The post Microservices With Spring Cloud Kubernetes appeared first on Piotr's TechBlog.

The topics covered in this article are:

• Using Spring Boot 2 in cloud-native development
• Providing service discovery for all microservices using Spring Cloud Kubernetes project
• Injecting configuration settings into application pods using Kubernetes Config Maps and Secrets
• Building application images using Docker and deploying them on Kubernetes using YAML configuration files
• Using Spring Cloud Kubernetes together with Zuul proxy to expose a single Swagger API documentation for all microservices

Spring Cloud and Kubernetes may be threatened as competitive solutions when you build microservices environments. Such components like Eureka, Spring Cloud Config, or Zuul provided by Spring Cloud may be replaced by built-in Kubernetes objects like services, config maps, secrets, or ingresses. But even if you decide to use Kubernetes components instead of Spring Cloud you can take advantage of some interesting features provided throughout the whole Spring Cloud project.

The one really interesting project that helps us in development is Spring Cloud Kubernetes (https://github.com/spring-cloud/spring-cloud-kubernetes). Although it is still in the incubation stage it is definitely worth dedicating some time to it. It integrates Spring Cloud with Kubernetes. I’ll show you how to use the implementation of discovery client, inter-service communication with Ribbon client, and Zipkin discovery using Spring Cloud Kubernetes.

Before we proceed to the source code, let’s take a look at the following diagram. It illustrates the architecture of our sample system. It is quite similar to the architecture presented in the already mentioned article about microservices on Spring Cloud. There are three independent applications (employee-service, department-service, organization-service), which communicate between each other through REST API. These Spring Boot microservices use some build-in mechanisms provided by Kubernetes: config maps and secrets for distributed configuration, etcd for service discovery, and ingresses for API gateway.

Let’s proceed to the implementation.
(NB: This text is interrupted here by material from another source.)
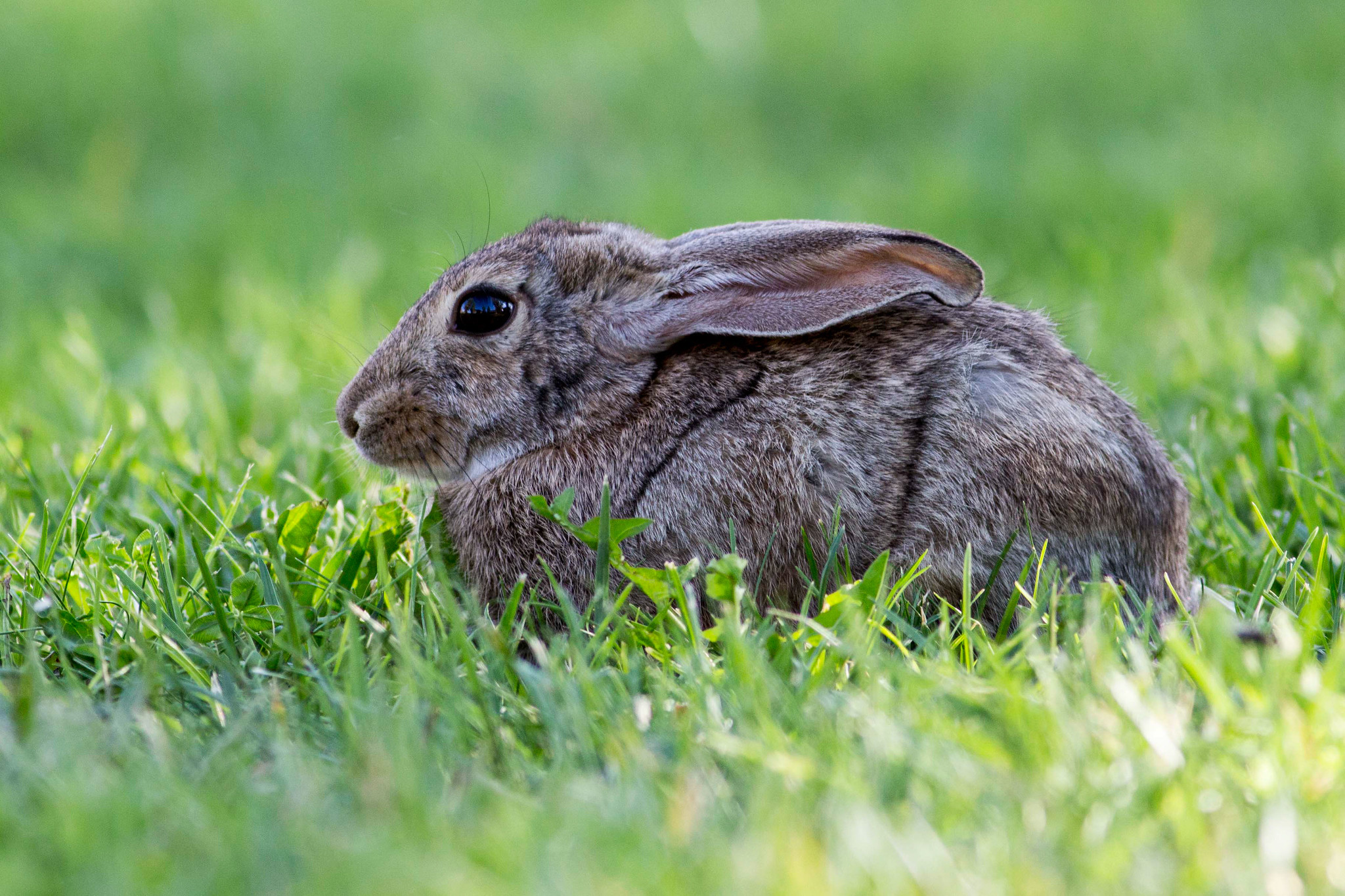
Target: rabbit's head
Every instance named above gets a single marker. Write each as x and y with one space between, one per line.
558 327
Currently, the newest stable version of Spring Cloud is Finchley.RELEASE. This version of spring-cloud-dependencies should be declared as a BOM for dependency management.

<dependencyManagement>
   <dependencies>
      <dependency>
         <groupId>org.springframework.cloud</groupId>
         <artifactId>spring-cloud-dependencies</artifactId>
         <version>Finchley.RELEASE</version>
         <type>pom</type>
         <scope>import</scope>
      </dependency>
   </dependencies>
</dependencyManagement>

Spring Cloud Kubernetes is not released under Spring Cloud Release Trains. So, we need to explicitly define its version. Because we use Spring Boot 2.0 we have to include the newest SNAPSHOT version of spring-cloud-kubernetes artifacts, which is 0.3.0.BUILD-SNAPSHOT.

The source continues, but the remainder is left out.